Or, relativement à cette marche des choses que suppose Spencer, est-il possible de constater historiquement une hétérogénéité croissante dans ce coin de terre que nous habitons et entrevoyons ? Un savant[1] l’a remarqué récemment ; comment démontrer que le monde actuel soit plus varié que le monde tertiaire ? L’homme même, dont l’action pour approprier la nature à ses besoins uniformes devient souveraine, ne contribue-t-il pas à y introduire de plus en plus de monotonie et de banalité ? Cette nature elle-même, ne tend-elle pas à revenir en arrière, à se répéter indéfiniment ? La mer ronge les rivages que les fleuves reconstituent, et la compensation, l’équilibre, le balancement des effets et des causes, le mouvement cyclique qui avait frappé les anciens expriment également ce que nous pouvons entrevoir de la marche des choses. Il faudrait, par des méthodes plus précises que celles de Spencer, être en mesure de suivre cette évolution historique du monde avant de se prononcer sur son sens et sa direction. Faute de quoi, et malgré notre déduction rigoureuse, nous tomberons seulement dans un automorphisme ingénu, puisque, en vérité, c’est toujours de ce que l’humanité évolue, que nous concluons à l’universelle évolution.

Il y a donc un étrange prestige, presque esthétique, quasi sentimental, une grande force d’illusion dans la théorie de Spencer : elle fait impression, par son ampleur même, sur l’imagination. Pour nous y reconnaître, dégageons-en par l’analyse les fragiles élémens qui, réduits à eux-mêmes, imposeront moins.

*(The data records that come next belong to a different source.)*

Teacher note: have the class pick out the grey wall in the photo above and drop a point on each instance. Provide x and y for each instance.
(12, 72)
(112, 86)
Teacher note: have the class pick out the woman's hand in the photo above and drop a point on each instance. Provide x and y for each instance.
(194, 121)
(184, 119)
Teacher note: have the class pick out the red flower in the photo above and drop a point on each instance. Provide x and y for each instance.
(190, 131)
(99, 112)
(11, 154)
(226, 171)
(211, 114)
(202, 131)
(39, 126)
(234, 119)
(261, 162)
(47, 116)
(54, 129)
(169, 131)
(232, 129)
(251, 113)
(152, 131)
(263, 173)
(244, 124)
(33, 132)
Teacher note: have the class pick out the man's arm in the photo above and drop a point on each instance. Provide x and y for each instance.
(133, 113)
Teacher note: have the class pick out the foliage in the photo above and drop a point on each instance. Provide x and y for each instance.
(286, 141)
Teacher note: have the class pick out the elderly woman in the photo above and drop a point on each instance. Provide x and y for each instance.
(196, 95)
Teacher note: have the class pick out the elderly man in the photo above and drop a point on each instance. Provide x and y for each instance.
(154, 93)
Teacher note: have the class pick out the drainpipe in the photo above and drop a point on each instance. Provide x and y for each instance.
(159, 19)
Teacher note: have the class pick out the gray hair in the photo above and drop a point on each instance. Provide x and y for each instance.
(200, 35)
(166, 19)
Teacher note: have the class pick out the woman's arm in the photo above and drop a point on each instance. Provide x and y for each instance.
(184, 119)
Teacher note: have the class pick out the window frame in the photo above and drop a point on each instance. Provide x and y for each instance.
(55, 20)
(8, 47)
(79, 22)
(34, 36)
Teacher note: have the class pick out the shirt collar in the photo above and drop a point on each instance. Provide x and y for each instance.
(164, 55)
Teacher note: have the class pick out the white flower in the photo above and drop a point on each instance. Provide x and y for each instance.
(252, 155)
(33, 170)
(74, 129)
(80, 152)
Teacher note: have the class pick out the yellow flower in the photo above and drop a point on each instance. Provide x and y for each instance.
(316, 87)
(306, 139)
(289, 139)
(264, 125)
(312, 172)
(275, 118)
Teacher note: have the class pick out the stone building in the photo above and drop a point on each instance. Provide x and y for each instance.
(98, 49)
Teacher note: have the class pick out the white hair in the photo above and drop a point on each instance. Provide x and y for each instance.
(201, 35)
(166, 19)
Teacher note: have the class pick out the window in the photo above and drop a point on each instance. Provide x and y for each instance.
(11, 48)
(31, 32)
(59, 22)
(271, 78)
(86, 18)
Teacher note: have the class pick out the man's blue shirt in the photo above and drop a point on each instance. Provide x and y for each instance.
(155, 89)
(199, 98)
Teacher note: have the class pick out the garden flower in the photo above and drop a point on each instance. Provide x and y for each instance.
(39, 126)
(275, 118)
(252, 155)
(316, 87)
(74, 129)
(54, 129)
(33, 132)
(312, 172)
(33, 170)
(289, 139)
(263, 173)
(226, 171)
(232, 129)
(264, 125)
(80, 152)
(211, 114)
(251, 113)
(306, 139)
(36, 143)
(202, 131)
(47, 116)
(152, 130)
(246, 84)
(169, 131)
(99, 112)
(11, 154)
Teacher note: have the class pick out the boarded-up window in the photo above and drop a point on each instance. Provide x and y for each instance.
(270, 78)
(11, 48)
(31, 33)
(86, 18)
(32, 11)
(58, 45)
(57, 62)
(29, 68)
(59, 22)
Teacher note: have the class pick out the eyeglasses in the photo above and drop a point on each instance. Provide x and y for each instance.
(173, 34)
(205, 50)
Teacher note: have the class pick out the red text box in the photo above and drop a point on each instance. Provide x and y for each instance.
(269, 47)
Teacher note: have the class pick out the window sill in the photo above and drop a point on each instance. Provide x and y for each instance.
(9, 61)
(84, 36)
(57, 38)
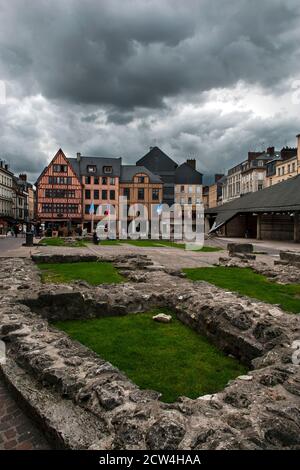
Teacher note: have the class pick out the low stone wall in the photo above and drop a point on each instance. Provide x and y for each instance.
(290, 257)
(280, 272)
(256, 411)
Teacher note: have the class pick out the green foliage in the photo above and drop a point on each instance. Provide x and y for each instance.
(170, 358)
(247, 282)
(56, 241)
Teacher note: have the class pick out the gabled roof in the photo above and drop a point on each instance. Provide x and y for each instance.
(128, 172)
(59, 152)
(282, 197)
(80, 167)
(157, 161)
(185, 174)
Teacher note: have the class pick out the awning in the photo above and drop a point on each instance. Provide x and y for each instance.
(222, 218)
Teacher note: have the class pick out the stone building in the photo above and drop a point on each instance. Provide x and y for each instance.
(100, 178)
(188, 184)
(272, 214)
(284, 166)
(6, 198)
(140, 186)
(248, 176)
(162, 165)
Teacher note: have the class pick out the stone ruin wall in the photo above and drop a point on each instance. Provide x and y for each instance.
(83, 402)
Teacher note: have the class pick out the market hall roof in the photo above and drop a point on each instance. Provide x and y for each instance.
(282, 197)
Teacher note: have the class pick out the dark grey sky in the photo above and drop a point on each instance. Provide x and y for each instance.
(210, 79)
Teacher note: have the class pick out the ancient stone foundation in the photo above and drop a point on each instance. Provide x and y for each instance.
(83, 402)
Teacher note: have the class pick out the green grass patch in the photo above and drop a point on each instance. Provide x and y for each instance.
(247, 282)
(56, 241)
(156, 244)
(92, 272)
(170, 358)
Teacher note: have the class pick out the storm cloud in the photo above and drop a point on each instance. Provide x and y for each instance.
(204, 78)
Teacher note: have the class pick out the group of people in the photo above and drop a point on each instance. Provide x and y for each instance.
(22, 229)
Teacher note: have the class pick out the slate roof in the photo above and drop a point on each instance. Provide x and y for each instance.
(282, 197)
(80, 168)
(157, 161)
(128, 172)
(185, 174)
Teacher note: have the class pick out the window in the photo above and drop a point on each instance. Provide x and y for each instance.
(60, 180)
(60, 208)
(60, 168)
(107, 169)
(141, 194)
(60, 193)
(126, 192)
(155, 194)
(91, 168)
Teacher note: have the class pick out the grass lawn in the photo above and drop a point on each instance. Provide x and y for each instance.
(93, 272)
(156, 244)
(61, 242)
(247, 282)
(170, 358)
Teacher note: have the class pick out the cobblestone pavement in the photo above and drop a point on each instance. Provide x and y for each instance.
(17, 432)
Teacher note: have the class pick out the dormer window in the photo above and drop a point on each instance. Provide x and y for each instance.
(107, 169)
(91, 168)
(60, 168)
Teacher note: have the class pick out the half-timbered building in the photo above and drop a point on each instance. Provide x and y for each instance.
(59, 195)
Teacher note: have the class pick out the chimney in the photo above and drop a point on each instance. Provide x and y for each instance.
(191, 162)
(23, 177)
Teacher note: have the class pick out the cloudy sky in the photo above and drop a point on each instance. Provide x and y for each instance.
(210, 79)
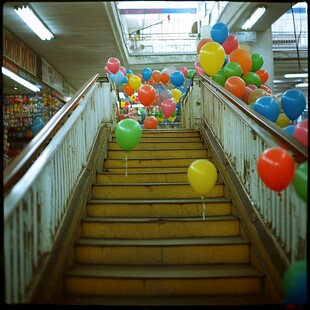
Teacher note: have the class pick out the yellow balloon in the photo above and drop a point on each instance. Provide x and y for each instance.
(282, 120)
(135, 82)
(211, 57)
(202, 175)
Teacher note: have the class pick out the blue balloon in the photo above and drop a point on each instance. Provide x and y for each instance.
(293, 103)
(290, 130)
(177, 78)
(146, 73)
(268, 107)
(219, 32)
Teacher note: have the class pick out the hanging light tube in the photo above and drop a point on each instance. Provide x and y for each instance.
(34, 23)
(254, 18)
(20, 80)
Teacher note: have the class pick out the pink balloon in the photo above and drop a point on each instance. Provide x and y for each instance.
(231, 43)
(113, 64)
(301, 132)
(168, 107)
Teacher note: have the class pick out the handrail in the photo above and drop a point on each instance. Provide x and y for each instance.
(19, 165)
(300, 151)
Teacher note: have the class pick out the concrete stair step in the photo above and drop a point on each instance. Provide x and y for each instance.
(154, 280)
(177, 251)
(158, 208)
(150, 190)
(154, 228)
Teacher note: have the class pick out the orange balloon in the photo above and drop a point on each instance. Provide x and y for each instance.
(165, 77)
(235, 85)
(128, 90)
(156, 75)
(255, 94)
(243, 58)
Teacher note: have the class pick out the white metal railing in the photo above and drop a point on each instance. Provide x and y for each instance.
(35, 207)
(243, 140)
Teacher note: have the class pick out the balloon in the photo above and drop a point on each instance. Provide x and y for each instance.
(300, 181)
(119, 77)
(150, 122)
(219, 32)
(211, 57)
(230, 44)
(201, 43)
(293, 103)
(202, 176)
(235, 85)
(146, 73)
(282, 120)
(255, 94)
(156, 75)
(165, 78)
(257, 62)
(232, 69)
(146, 94)
(301, 132)
(276, 167)
(219, 77)
(268, 107)
(128, 134)
(295, 283)
(252, 78)
(177, 78)
(168, 106)
(113, 64)
(135, 82)
(243, 58)
(263, 75)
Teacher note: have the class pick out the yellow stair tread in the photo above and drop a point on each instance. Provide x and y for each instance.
(165, 272)
(163, 242)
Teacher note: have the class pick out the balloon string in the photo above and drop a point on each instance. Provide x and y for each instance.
(203, 208)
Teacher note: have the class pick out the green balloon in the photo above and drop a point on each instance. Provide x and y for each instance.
(232, 69)
(300, 181)
(252, 78)
(257, 62)
(219, 77)
(128, 134)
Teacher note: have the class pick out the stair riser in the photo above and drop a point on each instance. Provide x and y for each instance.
(174, 255)
(157, 210)
(157, 144)
(144, 178)
(159, 153)
(162, 287)
(149, 162)
(155, 230)
(159, 191)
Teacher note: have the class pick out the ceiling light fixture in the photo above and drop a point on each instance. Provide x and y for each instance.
(20, 80)
(33, 21)
(295, 75)
(254, 18)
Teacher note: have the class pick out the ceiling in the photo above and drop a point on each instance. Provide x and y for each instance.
(85, 38)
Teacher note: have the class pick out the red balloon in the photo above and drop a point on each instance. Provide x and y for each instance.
(146, 94)
(235, 85)
(150, 122)
(301, 132)
(276, 168)
(168, 106)
(113, 64)
(230, 44)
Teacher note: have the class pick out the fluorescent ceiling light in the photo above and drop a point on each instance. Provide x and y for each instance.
(34, 23)
(296, 75)
(20, 80)
(301, 85)
(254, 18)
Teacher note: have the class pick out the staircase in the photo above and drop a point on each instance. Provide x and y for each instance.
(144, 241)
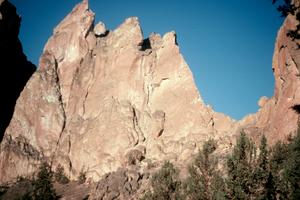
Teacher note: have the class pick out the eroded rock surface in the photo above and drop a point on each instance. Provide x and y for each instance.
(104, 99)
(95, 99)
(15, 69)
(276, 118)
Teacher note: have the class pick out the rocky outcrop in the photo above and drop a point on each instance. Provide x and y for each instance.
(276, 117)
(100, 95)
(15, 70)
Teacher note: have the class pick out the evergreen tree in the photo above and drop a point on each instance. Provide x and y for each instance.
(292, 167)
(60, 175)
(42, 186)
(166, 184)
(240, 164)
(263, 178)
(205, 181)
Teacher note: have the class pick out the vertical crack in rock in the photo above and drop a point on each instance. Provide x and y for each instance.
(62, 109)
(137, 129)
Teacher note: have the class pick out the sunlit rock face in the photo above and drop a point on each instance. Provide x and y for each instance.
(276, 118)
(104, 99)
(99, 95)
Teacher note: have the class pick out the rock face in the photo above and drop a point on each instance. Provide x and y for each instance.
(98, 97)
(276, 118)
(15, 70)
(105, 99)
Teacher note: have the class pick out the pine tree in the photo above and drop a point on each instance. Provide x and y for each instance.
(42, 186)
(292, 167)
(263, 177)
(240, 164)
(205, 181)
(165, 183)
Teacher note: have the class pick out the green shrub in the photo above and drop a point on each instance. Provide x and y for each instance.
(82, 176)
(165, 184)
(60, 176)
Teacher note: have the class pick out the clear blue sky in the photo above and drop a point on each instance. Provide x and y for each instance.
(228, 44)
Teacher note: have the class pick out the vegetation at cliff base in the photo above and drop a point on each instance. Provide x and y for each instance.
(264, 173)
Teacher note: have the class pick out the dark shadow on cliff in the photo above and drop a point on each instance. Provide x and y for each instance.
(15, 70)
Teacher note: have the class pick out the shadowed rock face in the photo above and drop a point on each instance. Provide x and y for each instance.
(99, 95)
(15, 70)
(104, 99)
(276, 118)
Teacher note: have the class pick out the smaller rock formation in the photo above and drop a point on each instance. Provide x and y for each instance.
(15, 69)
(100, 29)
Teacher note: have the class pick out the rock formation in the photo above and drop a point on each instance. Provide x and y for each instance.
(99, 95)
(104, 99)
(276, 118)
(15, 70)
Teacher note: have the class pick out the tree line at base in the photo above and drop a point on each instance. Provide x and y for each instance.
(249, 173)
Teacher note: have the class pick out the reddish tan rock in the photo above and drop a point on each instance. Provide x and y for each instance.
(100, 101)
(276, 118)
(95, 99)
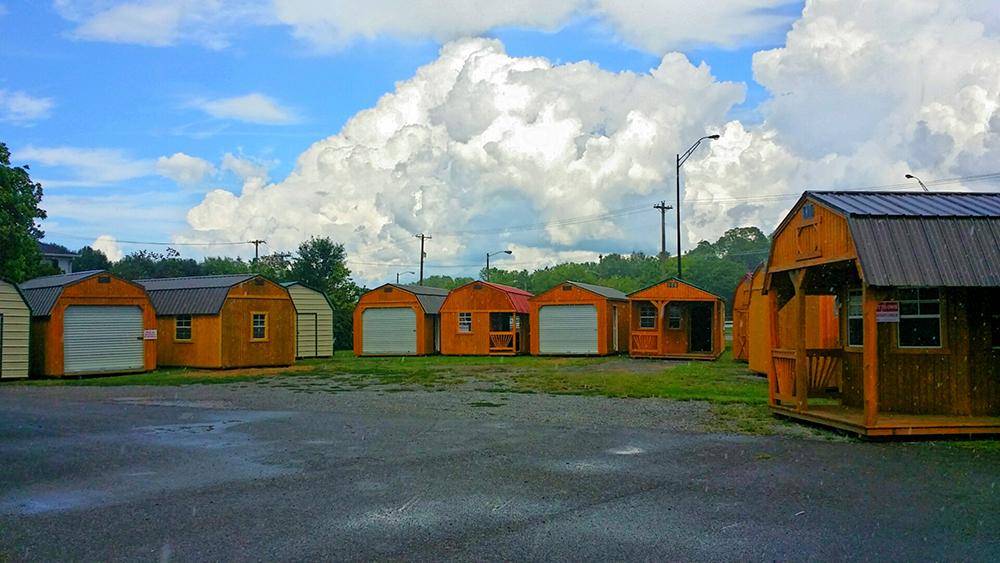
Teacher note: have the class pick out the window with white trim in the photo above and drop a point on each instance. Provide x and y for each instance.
(258, 326)
(855, 318)
(647, 316)
(182, 327)
(674, 317)
(919, 317)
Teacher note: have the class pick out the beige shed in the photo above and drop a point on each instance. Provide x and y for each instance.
(314, 321)
(15, 327)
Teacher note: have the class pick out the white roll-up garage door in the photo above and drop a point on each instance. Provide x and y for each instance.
(567, 329)
(102, 339)
(389, 331)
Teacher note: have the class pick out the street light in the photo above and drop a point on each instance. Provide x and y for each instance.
(681, 159)
(912, 177)
(488, 254)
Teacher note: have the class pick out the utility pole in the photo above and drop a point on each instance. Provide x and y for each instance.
(423, 254)
(663, 207)
(256, 247)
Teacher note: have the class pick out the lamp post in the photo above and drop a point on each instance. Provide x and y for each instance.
(912, 177)
(681, 159)
(488, 254)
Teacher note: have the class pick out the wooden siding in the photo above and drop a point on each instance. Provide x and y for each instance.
(16, 326)
(310, 301)
(663, 342)
(576, 295)
(204, 350)
(801, 242)
(389, 296)
(480, 302)
(47, 335)
(245, 299)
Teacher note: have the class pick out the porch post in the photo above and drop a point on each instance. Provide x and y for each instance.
(870, 354)
(801, 360)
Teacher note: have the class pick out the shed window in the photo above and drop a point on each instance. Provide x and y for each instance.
(647, 316)
(258, 326)
(855, 318)
(919, 317)
(182, 327)
(674, 317)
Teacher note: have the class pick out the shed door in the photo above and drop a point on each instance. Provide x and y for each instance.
(567, 329)
(100, 339)
(307, 341)
(389, 331)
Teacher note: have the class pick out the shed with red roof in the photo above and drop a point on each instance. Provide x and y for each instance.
(482, 319)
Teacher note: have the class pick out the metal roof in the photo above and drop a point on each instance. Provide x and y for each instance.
(430, 298)
(922, 251)
(607, 292)
(911, 204)
(193, 295)
(42, 293)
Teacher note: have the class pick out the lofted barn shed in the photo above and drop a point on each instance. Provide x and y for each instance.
(398, 320)
(225, 321)
(15, 329)
(917, 279)
(575, 318)
(674, 319)
(482, 319)
(88, 323)
(313, 321)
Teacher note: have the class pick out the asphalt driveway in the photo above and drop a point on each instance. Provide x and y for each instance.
(237, 472)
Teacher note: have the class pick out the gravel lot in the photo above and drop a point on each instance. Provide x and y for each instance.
(265, 472)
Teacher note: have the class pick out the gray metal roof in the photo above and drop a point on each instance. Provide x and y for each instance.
(192, 295)
(928, 251)
(608, 292)
(430, 298)
(42, 293)
(912, 204)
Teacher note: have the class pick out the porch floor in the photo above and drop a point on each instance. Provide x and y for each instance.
(892, 424)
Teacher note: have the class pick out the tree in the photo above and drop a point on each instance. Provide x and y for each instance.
(20, 258)
(321, 264)
(90, 259)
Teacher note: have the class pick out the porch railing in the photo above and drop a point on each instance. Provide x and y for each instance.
(502, 343)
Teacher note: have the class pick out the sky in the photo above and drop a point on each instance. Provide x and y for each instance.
(548, 128)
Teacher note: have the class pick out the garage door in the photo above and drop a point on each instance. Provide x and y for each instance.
(567, 329)
(102, 339)
(389, 331)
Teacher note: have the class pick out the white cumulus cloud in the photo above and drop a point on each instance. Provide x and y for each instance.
(21, 108)
(252, 108)
(183, 168)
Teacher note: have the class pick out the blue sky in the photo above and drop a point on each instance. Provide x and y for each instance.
(94, 108)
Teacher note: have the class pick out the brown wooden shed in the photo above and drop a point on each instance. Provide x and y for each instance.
(89, 323)
(226, 321)
(398, 320)
(674, 319)
(482, 318)
(575, 318)
(917, 279)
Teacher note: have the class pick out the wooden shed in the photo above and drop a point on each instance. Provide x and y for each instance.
(398, 320)
(227, 321)
(313, 321)
(674, 319)
(917, 279)
(15, 329)
(482, 318)
(575, 318)
(822, 330)
(89, 322)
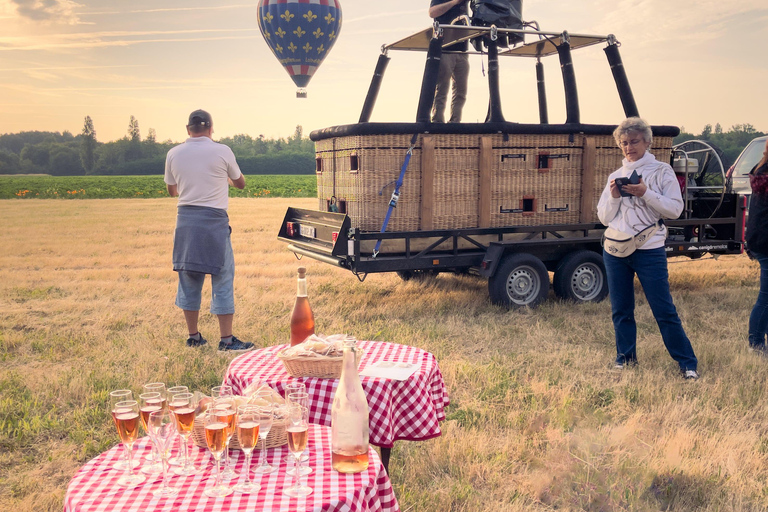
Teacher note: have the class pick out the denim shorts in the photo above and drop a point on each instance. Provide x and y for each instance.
(188, 295)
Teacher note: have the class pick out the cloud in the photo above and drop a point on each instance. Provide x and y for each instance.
(48, 11)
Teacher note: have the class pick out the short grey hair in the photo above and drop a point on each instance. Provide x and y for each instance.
(633, 125)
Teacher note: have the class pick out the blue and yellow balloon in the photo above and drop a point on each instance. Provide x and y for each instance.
(300, 33)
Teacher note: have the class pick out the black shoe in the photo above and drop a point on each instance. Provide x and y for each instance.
(622, 363)
(690, 374)
(192, 342)
(235, 345)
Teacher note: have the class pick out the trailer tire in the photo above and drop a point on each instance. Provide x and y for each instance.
(521, 280)
(580, 277)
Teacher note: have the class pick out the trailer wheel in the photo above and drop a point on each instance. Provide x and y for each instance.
(580, 277)
(521, 280)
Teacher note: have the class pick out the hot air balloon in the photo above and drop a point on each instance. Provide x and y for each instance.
(300, 33)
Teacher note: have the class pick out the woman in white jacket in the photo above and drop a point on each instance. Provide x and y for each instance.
(655, 197)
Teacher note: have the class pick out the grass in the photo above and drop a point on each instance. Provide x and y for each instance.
(147, 187)
(538, 420)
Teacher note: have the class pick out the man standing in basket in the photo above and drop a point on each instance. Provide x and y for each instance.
(199, 172)
(454, 67)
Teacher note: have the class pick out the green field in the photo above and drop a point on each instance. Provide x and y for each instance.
(120, 187)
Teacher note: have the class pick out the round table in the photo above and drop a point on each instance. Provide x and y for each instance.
(398, 410)
(94, 488)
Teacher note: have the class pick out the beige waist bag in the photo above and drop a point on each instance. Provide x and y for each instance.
(620, 244)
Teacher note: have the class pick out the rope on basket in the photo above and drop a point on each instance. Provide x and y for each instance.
(396, 193)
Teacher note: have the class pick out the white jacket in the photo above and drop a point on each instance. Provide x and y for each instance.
(631, 215)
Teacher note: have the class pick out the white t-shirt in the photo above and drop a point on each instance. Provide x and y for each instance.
(200, 168)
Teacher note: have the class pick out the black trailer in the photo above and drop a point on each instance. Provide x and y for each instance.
(515, 258)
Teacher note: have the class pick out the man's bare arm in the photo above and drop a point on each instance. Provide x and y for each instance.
(239, 182)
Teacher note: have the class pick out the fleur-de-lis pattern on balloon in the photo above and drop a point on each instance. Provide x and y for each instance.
(290, 20)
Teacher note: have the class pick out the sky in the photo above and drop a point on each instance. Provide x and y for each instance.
(689, 63)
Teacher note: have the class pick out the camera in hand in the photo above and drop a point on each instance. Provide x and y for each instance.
(633, 179)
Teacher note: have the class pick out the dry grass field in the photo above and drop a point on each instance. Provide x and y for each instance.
(538, 419)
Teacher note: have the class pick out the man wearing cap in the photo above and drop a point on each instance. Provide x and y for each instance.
(199, 172)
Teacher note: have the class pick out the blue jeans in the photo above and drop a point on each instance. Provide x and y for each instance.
(188, 295)
(758, 320)
(650, 265)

Un animal vivant, parvenu au terme de sa vie qui est la mort, ne revient pas en arrière, cela ne souffre aucun doute, et ne recommence pas à vivre en sens inverse toute son existence : nous dirons que la suite des phénomènes qui ont constitué le cours de son âge est une suite ou une série irréversible. Est-ce donc que la nature ne se répète jamais, et faut-il en conclure qu’il y ait impossibilité à remonter la chaîne des causes ? Il le paraît

  1. Frédéric Houssay.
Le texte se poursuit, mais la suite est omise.